Hunsinger griff in seine Uniformjacke und reichte mir meinen Dienstausweis zurück. „Kahlyn, könntest du dir die Kündigung noch einmal überlegen?“, bat er mich vorsichtig.

Ich sah ihn lange an, dann nickte ich. „Sir, natürlich werde ich mir das noch einmal überlegen, Sir. Ich war vorhin nur so verdammt wütend, auf sie, Sir. Nie glaubt mir jemand, Sir, nur weil ich so jung aussehe, Sir. Aber glauben sie mir, ich weiß von was ich spreche, Sir. Fragen sie den Oberst, Sir. Der kennt mich schon elf Jahre, ich bringe fast immer alle, heil nach Hause, Sir. Keiner meiner Kameraden, ist wegen mir gestorben, Sir. Wirklich nicht, Sir“, wütend sah ich auf meine Hände.
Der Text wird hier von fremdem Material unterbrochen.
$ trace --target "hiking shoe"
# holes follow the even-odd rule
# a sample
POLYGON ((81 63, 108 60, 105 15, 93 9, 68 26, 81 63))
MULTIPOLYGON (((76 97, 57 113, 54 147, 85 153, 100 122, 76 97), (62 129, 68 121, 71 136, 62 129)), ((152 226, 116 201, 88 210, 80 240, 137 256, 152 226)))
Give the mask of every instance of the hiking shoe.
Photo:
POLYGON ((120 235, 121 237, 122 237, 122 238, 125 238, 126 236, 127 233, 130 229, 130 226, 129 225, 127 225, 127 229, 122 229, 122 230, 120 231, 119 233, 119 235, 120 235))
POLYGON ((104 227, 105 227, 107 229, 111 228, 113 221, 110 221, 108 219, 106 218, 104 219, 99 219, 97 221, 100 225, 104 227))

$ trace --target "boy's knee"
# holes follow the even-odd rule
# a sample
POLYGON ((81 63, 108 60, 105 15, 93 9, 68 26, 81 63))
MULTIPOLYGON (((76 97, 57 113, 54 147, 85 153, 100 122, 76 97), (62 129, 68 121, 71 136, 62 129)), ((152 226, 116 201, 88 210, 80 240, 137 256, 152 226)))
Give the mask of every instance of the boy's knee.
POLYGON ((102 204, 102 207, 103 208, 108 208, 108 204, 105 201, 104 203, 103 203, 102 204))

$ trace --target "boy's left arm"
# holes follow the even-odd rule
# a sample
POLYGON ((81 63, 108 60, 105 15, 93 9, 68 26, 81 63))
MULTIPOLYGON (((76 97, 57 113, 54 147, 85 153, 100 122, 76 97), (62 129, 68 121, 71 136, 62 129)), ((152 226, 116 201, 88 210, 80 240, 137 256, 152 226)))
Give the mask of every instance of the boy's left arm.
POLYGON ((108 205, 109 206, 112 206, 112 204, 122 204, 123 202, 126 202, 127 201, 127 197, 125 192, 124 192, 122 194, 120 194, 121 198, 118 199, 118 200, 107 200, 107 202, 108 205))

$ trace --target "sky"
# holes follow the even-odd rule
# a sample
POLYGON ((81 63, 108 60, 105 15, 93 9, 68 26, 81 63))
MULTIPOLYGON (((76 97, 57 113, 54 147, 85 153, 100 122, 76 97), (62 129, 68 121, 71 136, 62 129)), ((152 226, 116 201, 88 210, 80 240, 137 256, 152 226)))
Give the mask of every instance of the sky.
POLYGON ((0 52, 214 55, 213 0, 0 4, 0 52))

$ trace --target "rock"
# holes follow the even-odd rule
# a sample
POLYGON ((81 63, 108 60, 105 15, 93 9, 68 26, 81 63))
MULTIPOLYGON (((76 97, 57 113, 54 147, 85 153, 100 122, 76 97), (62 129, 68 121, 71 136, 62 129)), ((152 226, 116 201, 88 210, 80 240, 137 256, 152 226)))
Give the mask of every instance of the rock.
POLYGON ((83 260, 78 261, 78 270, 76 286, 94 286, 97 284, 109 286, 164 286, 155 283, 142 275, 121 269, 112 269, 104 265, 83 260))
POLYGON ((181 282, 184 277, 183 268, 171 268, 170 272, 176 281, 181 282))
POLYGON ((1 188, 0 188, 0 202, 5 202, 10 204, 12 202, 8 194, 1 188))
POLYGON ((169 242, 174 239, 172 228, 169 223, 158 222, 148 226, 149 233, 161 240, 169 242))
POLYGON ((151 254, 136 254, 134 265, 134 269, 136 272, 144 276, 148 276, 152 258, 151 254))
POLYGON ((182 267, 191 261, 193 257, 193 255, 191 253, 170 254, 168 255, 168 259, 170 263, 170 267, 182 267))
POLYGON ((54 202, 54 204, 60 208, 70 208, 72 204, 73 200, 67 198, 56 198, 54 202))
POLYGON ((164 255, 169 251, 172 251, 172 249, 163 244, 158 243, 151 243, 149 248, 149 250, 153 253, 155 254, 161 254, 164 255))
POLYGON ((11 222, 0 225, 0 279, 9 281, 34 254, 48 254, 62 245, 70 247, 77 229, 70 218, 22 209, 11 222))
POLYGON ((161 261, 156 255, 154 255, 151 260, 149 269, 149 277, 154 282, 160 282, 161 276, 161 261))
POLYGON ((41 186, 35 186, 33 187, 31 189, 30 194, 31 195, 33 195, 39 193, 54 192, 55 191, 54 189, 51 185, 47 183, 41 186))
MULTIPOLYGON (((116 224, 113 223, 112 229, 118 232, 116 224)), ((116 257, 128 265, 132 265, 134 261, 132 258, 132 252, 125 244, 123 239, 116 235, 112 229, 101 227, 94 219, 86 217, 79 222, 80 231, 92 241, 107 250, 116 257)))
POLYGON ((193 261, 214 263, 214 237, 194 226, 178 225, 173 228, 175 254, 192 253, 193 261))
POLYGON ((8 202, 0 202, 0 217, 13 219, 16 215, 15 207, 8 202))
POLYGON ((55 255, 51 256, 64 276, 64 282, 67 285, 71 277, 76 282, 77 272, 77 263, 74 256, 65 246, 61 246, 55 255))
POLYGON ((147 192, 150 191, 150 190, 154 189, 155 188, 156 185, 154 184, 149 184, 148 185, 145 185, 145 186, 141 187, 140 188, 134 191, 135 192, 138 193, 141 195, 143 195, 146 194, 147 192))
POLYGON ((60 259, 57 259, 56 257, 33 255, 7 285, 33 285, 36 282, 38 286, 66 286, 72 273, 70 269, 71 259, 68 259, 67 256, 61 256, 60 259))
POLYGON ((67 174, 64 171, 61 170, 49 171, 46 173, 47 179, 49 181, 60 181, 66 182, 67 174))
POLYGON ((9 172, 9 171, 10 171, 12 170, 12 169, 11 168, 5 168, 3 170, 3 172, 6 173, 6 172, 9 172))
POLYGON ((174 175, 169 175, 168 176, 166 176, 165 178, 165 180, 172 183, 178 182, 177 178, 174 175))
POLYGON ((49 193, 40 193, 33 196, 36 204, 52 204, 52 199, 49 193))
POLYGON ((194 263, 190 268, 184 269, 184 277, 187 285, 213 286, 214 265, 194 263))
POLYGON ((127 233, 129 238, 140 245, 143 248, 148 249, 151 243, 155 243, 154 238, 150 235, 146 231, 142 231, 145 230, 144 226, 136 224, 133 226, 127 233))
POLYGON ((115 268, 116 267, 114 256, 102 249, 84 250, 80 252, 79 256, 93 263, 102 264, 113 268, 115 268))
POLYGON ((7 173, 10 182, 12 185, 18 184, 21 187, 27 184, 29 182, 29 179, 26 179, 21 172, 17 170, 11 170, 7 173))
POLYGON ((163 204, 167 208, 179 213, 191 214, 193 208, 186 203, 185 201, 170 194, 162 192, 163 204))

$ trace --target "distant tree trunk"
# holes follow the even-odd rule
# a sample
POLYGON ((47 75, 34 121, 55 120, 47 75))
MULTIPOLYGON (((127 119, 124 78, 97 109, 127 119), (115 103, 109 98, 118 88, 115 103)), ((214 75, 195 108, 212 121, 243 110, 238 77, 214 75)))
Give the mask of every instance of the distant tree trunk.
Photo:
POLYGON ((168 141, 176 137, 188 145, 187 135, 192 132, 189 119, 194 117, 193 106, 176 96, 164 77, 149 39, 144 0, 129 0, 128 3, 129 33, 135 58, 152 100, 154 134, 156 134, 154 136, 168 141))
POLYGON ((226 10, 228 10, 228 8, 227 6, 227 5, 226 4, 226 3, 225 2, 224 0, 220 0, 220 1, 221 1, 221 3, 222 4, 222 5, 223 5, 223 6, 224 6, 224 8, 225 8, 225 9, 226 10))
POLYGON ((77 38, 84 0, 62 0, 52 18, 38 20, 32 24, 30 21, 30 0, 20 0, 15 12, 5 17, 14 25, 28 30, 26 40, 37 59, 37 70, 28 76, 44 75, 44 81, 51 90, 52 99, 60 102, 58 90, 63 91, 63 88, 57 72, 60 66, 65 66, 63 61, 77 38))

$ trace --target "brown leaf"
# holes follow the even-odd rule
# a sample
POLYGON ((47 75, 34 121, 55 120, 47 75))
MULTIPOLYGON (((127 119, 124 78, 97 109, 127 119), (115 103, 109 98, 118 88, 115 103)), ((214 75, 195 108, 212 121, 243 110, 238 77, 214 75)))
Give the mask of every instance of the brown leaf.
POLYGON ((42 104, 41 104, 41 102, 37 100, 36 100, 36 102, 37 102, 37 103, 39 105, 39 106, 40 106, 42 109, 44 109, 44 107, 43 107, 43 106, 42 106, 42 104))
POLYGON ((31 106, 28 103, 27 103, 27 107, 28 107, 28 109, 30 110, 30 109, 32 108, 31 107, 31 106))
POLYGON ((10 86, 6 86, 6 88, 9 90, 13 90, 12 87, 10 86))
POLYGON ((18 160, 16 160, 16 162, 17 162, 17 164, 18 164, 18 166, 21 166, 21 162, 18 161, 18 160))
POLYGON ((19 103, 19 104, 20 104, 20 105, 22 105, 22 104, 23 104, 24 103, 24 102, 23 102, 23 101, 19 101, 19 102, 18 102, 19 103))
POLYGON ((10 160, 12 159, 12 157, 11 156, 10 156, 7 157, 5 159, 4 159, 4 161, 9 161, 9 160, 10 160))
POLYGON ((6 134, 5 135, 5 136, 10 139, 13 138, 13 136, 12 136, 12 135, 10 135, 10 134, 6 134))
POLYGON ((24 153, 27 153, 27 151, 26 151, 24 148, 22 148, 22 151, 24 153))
Hunsinger nahm mein Kinn und hob es so, dass ich ihm, ins Gesicht sehen muss. „Kahlyn, das glaube ich dir jetzt. Was ich gerade erlebt habe, kann ich ehrlich nicht glauben. Es tut mir leid, ich habe Oberstleutnant Mayer immer vertraut. Es war ein Fehler, wie ich gerade begreifen musste. Sei so lieb erkläre uns, wie du vorgehen würdest. Dann entscheide ich, wessen Taktik wir nehmen.“

Ich schüttelte den Kopf. Ich würde mich nicht hinstellen, meine Taktik aus lauter Langerweile erläutern, nur um dann gesagt zu bekommen, wir nehmen doch die Taktik, die nicht funktionieren konnte. Das sagte ich Hunsinger auch sehr direkt.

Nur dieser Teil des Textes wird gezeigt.